This is such a simple, go-to family dinner recipe.  It does not take long (20-30 min) and everyone loves it! I use almond flour to replace the breadcrumbs to keep it Paleo, and with the egg, the meatballs do not fall apart.  I like this recipe with a sprinkle of parmesan cheese, but if you are strict Paleo then just leave it off. To get the squash “noodles”, you will need a spiralizer.  This is a handy tool when eating Paleo and trying to find different ways to eat your fruits and veggies.


  • 2 pounds ground pork
  • 1 pound ground grass-fed beef
  • 1 egg
  • 2 Tablespoon Italian seasoning
  • 1-2 teaspoon sea salt
  • 1 teaspoon pepper
  • 1 Tablespoon chopped fresh parsley
  • 4-5 garlic cloves, minced
  • ¼ cup almond flour
  • 1 ½ Tablespoon coconut aminos


Preheat the oven to 400°.  Line a sheet pan with parchment paper and place the meat in a large bowl, add all ingredients and hand mix thoroughly.  Once mixed, roll about 2 Tablespoons of the mixture into even sized balls and line up on the sheet pan.

Bake in the preheated oven for 20 min, or until crispy on the outside and fully cooked

For the sauce:

  • 28 oz. crushed tomatoes
  • 1 small white onion, chopped
  • 2 Tablespoon olive oil or coconut oil
  • 1 bay leaf
  • 3 garlic cloves, crushed and chopped
  • 1 Tablespoon chopped, fresh parsley
  • 1 teaspoon sea salt
  • Pepper to taste



4-6 large yellow squash or green zucchinis

While the meatballs are baking, start the sauce by putting the oil in a pan and heat on medium.

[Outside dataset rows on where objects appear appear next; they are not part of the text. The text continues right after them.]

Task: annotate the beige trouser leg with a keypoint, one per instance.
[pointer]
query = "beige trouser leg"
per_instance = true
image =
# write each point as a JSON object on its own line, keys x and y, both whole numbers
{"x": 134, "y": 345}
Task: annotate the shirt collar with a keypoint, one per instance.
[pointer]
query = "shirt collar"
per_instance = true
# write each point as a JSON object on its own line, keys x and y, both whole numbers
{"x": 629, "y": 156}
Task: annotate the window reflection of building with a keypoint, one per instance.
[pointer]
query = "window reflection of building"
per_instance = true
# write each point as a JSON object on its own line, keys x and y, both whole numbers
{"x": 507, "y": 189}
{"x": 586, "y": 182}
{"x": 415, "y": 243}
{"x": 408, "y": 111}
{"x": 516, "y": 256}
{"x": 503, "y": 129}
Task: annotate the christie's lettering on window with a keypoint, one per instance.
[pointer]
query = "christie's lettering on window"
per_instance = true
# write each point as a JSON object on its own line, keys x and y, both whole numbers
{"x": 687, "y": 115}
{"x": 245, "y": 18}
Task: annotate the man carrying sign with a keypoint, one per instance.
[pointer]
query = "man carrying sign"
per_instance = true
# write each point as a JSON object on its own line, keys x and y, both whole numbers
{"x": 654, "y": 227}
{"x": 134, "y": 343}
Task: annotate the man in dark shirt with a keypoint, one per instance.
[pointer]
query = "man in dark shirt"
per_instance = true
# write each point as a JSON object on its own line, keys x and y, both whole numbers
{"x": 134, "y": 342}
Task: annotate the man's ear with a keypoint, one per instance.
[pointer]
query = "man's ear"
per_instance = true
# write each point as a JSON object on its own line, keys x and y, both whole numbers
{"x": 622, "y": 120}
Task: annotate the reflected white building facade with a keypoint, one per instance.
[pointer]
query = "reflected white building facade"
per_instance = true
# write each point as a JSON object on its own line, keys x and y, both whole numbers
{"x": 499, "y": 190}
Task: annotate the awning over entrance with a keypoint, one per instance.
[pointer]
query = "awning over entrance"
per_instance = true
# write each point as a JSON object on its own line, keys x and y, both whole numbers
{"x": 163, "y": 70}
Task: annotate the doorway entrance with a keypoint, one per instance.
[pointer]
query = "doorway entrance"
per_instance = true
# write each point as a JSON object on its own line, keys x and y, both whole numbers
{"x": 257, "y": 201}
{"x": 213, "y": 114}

Add the chopped onion and cook until translucent, about 5 minutes. Add the garlic, tomatoes, bay leaf, salt, and pepper

Cook on medium heat for 20-30 min until it begins to thicken.

Spiralize your squash and place in a steamer basket for 3-4 minutes.  It doesn’t take long, you don’t want them mushy! Serve the meatballs and sauce on the “noodles” and cover with sauce.

Top with fresh parsley and parmesan if desired.